My irregular musings on city life, politics, baseball, roller derby, and whatever happens to be getting my goat today.

Thursday, July 14, 2005

Why I am not a libertarian part 762

Horrible news coming out of Kenya today, which I'm sure no one around here is paying attention to because no one seems to care much about Africa.
Thousands of villagers in northern Kenya fled their homes in fear as new
inter-clan violence wracked parts of the remote region after at least 77 people
were killed in a brutal massacre and reprisal attacks this week, officials and
residents of the area said. . .

members of the rival Borana and Gabra clans, which have long-running
disputes over water and pasture, continued to clash two days after the attack on
Turbi which has been blamed on the Borana. . .

The death toll from three days of clashes had stood at 76 earlier Thursday
but after one of 10 Boranas reported killed on Wednesday was found alive but
critically injured, the two new confirmed deaths brought the total to 77 dead,
officials said.

The flight of the villagers and new killings came 48 hours after 300 to
500 heavily armed Borana raiders slaughtered 56 Gabra villagers, including 22
children, in Turbi on Tuesday.

At least 10 of the attackers were killed during and after the raid that
was followed by a revenge attack in which nine Boranas, including four children,
after Garbas pulled them from a car driven by a priest near Sololo.

I hear lots of people complain about government and blithely claim that people would be better off if they were allowed to fend for themselves or form noncoercive, cooperative communities in freedom. Unfortunately, that's just not what people are like.
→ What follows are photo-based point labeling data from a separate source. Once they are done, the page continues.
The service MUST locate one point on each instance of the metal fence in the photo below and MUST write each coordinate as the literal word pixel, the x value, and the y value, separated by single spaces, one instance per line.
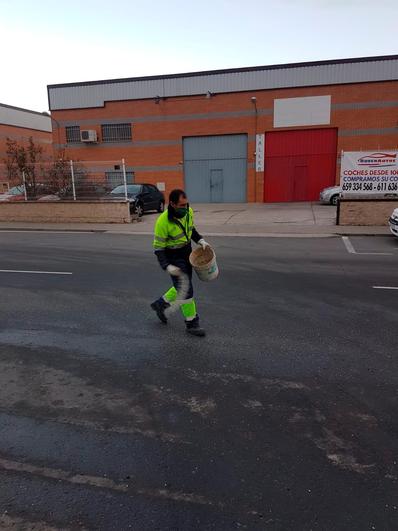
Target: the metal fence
pixel 65 180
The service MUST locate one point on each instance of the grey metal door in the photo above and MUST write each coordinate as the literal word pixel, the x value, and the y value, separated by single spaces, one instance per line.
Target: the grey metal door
pixel 215 168
pixel 216 186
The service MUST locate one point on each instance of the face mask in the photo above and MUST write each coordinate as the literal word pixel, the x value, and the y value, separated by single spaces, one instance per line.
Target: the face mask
pixel 181 212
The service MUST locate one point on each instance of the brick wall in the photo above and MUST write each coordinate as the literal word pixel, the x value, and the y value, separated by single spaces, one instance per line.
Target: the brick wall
pixel 366 212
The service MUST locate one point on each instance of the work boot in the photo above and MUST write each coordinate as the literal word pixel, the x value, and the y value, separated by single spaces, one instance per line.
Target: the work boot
pixel 160 306
pixel 193 328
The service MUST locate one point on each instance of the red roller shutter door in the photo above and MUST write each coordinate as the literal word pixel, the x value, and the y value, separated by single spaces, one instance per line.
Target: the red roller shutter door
pixel 299 164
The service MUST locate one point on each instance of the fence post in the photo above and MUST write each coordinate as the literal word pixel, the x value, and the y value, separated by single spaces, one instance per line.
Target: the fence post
pixel 24 185
pixel 72 174
pixel 124 179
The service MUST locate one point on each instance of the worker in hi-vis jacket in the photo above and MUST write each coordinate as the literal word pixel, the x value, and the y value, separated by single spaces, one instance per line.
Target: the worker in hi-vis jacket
pixel 174 231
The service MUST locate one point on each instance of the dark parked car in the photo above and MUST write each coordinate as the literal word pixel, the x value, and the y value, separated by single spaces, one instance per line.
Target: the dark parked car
pixel 142 197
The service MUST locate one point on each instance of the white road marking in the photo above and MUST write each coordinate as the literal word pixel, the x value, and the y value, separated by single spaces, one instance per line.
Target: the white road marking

Whenever state authority is withdrawn, people quickly resort to violence to obtain the resources and power they think they need to survive.

In an organized state, disputes over water and land are resolved by laws and court systems, which provide a system for making these decisions which may not be perfect or fair, but at least doesn't involve machetes.

In other words, a core function of government is to play Solomon and hack the baby in half, so you don't go kill 4 of them.

You believe you would be different in a lawless world. You look in the mirror and all you see is the makeup, or the cool shirt, or the hair. You don't see the monster that lurks beneath the skin. That frightens me. Because I know it's in there.

One of the first steps in learning to live as a decent adult person is admitting to yourself that you just don't deserve to get everything you want by any means necessary. You're not that special. You are not a beautiful and unique snowflake.

Libertarians in essence believe that if everybody goes out and just selfishly tries to get whatever they want and works for their own happiness, that the result will be the greatest good for the greatest number. This is fatuous and false. In reality under such a system, the strong will take what they want from the weak. The greatest good for the greatest number is accomplished when the biggest dog on the block is not a wealthy individual or corporation but a government, which takes power from the strong and gives it to the weak to level the playing field. The problem with governments in practice is that they become corrupted by the wealthy and powerful, not that the trample the alleged rights of property.

Just because I make common cause with them when I feel our government is overstepping its constitutional bounds doesn't make me one of them. I'm not sure what you'd call me, but I'm closer to the New Deal than the Cato Institute.

Big Government now, Big Government forever.